Similarly, Matta Beshay, the Head of the Internal Trade Committee of the Importers Division of the Federation of Egyptian Chambers of Commerce (FEDCOC) said that the increase in the exchange rate in banking transactions may lead to an increase in prices, but it will not affect food commodities significantly.
Beshay explained that most commodities witnessed large increases during the last period as a result of the expectation of a hike in the exchange rate, and therefore a large number of commercial sectors will not witness new increases as a result of these increases already taking place.
He noted that decisions to cancel documentary credits up to $500,000 instead of $5,000 will lead to a major breakthrough in the exit of goods stacked in ports, and accordingly there will be a boom in goods and an abundance of goods that are missing or that witnessed a deficit during the last period.
For his part, Karim Ismail, head of the Small and Medium Enterprises Committee at the African Egyptian Businessmen Association, said that the CBE’s decisions to raise interest rates enhance the state’s steps in curbing the rise in inflation rates and maintaining the stability of the exchange rate.
He added that the CBE aims to improve the efficiency of Egypt’s monetary policy and increase the efficiency of the exchange market, as well as enhance the solidity of the Egyptian economy in facing challenges at the local and international levels.

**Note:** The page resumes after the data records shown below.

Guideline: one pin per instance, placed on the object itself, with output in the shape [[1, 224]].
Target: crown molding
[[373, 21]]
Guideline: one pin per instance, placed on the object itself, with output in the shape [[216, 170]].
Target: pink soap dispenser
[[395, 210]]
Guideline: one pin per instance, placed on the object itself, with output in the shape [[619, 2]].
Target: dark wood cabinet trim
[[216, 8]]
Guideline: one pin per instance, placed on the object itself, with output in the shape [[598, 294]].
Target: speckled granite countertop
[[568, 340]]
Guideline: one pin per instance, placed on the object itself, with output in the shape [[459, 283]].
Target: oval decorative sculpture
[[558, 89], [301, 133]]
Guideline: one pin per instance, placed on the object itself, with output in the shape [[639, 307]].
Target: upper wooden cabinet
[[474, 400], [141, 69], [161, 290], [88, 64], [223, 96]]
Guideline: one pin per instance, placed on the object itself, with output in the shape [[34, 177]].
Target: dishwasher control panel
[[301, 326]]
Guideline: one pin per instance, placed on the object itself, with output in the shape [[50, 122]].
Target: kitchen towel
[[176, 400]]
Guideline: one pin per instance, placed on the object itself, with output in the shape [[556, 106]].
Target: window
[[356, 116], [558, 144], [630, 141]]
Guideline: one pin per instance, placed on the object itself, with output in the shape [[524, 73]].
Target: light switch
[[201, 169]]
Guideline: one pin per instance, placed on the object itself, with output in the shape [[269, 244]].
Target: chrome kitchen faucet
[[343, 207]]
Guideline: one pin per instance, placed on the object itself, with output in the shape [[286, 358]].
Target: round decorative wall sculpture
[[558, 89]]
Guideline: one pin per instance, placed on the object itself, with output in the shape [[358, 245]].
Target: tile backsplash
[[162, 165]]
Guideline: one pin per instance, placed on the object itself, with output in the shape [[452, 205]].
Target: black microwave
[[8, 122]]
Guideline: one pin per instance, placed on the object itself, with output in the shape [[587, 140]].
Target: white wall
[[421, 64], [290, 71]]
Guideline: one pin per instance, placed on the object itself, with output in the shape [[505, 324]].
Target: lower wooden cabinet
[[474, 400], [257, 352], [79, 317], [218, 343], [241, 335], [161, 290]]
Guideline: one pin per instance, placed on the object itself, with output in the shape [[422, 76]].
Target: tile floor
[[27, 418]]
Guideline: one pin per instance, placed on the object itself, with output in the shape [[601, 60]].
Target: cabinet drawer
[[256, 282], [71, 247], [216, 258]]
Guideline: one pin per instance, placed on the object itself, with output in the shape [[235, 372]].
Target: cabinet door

Ismail explained that the CBE issued several proactive decisions before the International Monetary Fund agreed to lend to Egypt, confirming its seriousness in adopting a flexible exchange rate system for the pound against foreign currencies, as well as limiting the expected inflation with the liberalization of the exchange rate.
Ismail pointed out that the decisions greatly contribute to increasing the capacity of medium and small enterprises towards building a strong financial structure and facilitating methods of dealing to achieve competitiveness and global leadership, which makes them able to increase Egyptian production and exports rates, and thus increase purchasing power and provide foreign currency, which has become a basic requirement towards strengthening the capacity of Egyptian economy and its growth in a way that will benefit and reduce burdens on Egyptian citizen.
The Monetary Policy Committee of the CBE decided in an extraordinary meeting to raise the overnight deposit and lending rates and the price of the main operation of the central bank by 200 basis points to reach 13.25%, 14.25% and 13.75%, respectively. The credit and discount rates were also raised by 200. basis point to 13.75%.
Meanwhile, Hazem Al-Menoufy — a member of the Food Division at the Federation of Egyptian Chambers of Commerce — said that there is no impact on prices of food commodities after the exchange rate increase, and if any, it will be limited.
Al-Menoufy expected that with the entry of food commodities, raw materials and production requirements in the Egyptian ports, there will be abundance in the market, especially that the food commodities are linked to validity period, production and expiry dates, and therefore prices of some commodities are likely to decrease.